Complete Horse Feeds- More Than Just High Fiber and Low Carbohydrates
By: Eric Haydt, PAS
We had a very good question from a customer asking, “What exactly is a ‘complete’ feed?” Many horse owners believe that a complete feed is one that has all of the proper vitamin and mineral fortification, and for some feeds, they would be correct. However, the real definition of a complete feed is a feed that contains enough fiber so a horse can eat just that diet without supplemental hay or pasture. Most complete feeds would also contain the proper amount of vitamins and minerals necessary to meet National Research Council (NRC) recommendations.
Horses need fiber in their diets to thrive. If fiber intake is limited—from poor or limited hay/pasture or poor dentition—a complete feed makes up what is missing. Any properly formulated senior diet should be a complete feed, as many senior horses have trouble maintaining weight because of a loss of efficiency in consuming hay or pasture. Generally, feeds that guarantee 14% to 17% fiber work great for horses that can still eat some hay or for supplemental fiber. Fiber guarantees of 17% and over are best for horses that can no longer eat hay or graze and need to survive just on the feed itself. For these horses, we also recommend feeding from a pan on the ground and adding some water to help reduce the potential for choking.
The most important concern regarding complete feeds is the type of fiber used. Horses can convert certain types of fiber into energy very well, but the fiber needs to be low in lignin or structural carbohydrates. Fiber ingredients like alfalfa meal, shredded beet pulp, soy hulls and midds are easily digested fibers for horses. Other fiber sources like peanut hulls, almond hulls and rice hulls are examples of ingredients high in lignin, which are not very digestible and provide very little nutrition. If the feed tag uses a collective term like “fiber byproducts,” you should question what ingredients are being used. It could have a big impact on how much feed is needed to maintain desired body condition.
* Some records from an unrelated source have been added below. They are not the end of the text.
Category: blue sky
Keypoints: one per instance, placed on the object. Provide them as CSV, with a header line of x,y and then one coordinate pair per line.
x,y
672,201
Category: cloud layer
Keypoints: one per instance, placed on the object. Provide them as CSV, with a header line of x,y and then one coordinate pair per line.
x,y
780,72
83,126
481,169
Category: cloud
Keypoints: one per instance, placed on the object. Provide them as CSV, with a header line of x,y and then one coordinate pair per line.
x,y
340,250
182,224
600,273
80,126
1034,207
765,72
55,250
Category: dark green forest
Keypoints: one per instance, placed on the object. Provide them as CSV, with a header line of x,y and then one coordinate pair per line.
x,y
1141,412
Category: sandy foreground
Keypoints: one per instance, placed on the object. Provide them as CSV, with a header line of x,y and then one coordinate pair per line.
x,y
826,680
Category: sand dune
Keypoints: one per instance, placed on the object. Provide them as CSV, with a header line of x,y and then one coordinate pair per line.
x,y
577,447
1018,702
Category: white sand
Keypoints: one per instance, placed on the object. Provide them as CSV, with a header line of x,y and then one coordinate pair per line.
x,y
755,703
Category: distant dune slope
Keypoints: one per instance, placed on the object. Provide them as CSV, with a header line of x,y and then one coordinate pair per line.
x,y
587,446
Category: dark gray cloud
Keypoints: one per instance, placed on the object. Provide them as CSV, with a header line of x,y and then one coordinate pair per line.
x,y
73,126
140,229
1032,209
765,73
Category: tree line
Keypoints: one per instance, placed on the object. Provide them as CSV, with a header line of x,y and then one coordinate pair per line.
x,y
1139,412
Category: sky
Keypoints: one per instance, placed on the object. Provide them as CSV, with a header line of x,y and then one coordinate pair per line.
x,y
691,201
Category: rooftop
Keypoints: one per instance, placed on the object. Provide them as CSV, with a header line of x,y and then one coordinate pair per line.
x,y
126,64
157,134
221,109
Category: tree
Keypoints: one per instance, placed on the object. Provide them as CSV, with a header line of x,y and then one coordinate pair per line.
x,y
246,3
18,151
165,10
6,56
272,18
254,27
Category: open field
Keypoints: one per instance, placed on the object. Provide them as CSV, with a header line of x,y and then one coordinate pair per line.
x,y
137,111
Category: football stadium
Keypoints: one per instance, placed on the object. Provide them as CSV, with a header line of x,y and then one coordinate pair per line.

Complete feeds are often fortified with sufficient amounts of vitamins and minerals and do not require additional supplementation, except in the following examples. Some complete feeds are just hay extenders or hay supplements that only provide additional fiber without any other fortification. You need to check the tag for guarantees and ingredient lists. Also, like any feed, you need to pay attention to the feeding directions. For fortified feeds, you need to make sure you are feeding the minimum rate listed on the feeding directions. If you are feeding under that amount, you will need to add a balancer- type feed, such as Triple Crown 30% Supplement, to meet recommended levels of vitamins and minerals.
Another advantage of complete feeds is that the higher fiber levels also tend to decrease starch and sugar levels. Complete feeds, like Triple Crown Complete, can provide lower-to-moderate soluble carbohydrates levels, yet contain more calories for active horses. Other complete feeds, like Triple Crown Low Starch, have lower calorie content and work well for less active, easier keepers.
Complete feeds often become mandatory for truly old horses that lose the ability to eat long stemmed hay or even soaked hay cubes. The feed helps to ensure the older horse has their fiber, calorie and nutritional needs met. Complete feeds are also life savers for horse owners with limited or poor pasture/hay. It is important to also understand that complete feeds work well to help reduce soluble carbohydrates (starch and sugar) while still giving a performing horse the nutrition they need. A Complete feed can be a much healthier “Performance” feed compared to grain based feeds by offering the same amount of calories, much higher fiber, but much less carbs. The uses of complete feeds are nearly endless.